Genus of flowering plants

Pyrolirion, commonly known as fire lilies or flame lilies, is a small genus of herbaceous, bulbous South American plants in the Amaryllis family, native to Chile, Peru, Bolivia, and Ecuador.

==Description==
===Vegetative characteristics===
Pyrolirion are bulbous, herbs with tunicate bulbs and slim, annual, linear to linear-lanceolate leaves. The bulbs produce offsets.
===Generative characteristics===
The white, orange or yellow flowers are borne erect on solitary hollow scapes. The perigone is funnel-shaped, with a cylindrical tube that flares out abruptly into star-like radially arranged (actinomorphic) petals. Small scale-like "paraperigone" may be present at the base. The flower has 6 tepals. The androecium consists of 6 stamens. The stamens arise from or below the throat. The gynoecium consists of 3 carpels. The style has three branches at the tip with spoon-shaped (spatulate) stigmas. The capsule fruit bears discoid, compressed, black seeds with a white raphe.
===Cytology===
Various chromosome counts have been reported: 2n = 26, 34, 51, 54.

==Taxonomy==
The genus Pyrolirion was first established by the British botanist William Herbert in 1837. The name Pyrolirion is from Greek πῦρ (pyr, "fire") and λείριον (leirion, "lily"). It is named after the flame-like colors of the flowers of Pyrolirion arvense (the golden flame lily).

Pyrolirion is classified under the tribe Eustephieae of the subfamily Amaryllidoideae, family Amaryllidaceae. It was previously sometimes considered by some authors as a subgenus of Zephyranthes (rain lilies), but DNA sequencing has shown that it is a distinct genus more closely related to the genera Chlidanthus, Eustephia, and Hieronymiella in the tribe Eustephieae than to members of the tribe Hippeastreae.

===Species===
The species-level classification of Pyrolirion is unclear and in need of further study.
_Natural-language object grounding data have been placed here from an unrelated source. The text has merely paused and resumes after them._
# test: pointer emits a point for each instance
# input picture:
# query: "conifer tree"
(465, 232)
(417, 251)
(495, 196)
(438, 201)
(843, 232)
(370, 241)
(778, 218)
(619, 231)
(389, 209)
The following are accepted at present (April 2015)
1. Pyrolirion albicans Herb. – Peru (Arequipa)
2. Pyrolirion arvense (F.Dietr.) – Peru (Cusco, Lima)
3. Pyrolirion boliviense (Baker) Sealy – Bolivia (Cochabamba, La Paz)
4. Pyrolirion cutleri (Cárdenas) Ravenna – Bolivia (Cochabamba)
5. Pyrolirion flavum Herb. – Peru (Cusco, Lima)
6. Pyrolirion huantae Ravenna – Peru
7. Pyrolirion tarahuasicum Ravenna – Peru
8. Pyrolirion tubiflorum (L'Hér.) M.Roem. – Peru, Chile, Ecuador

==Cultivation==
It is not widely cultivated. It requires a period of dormancy in winter.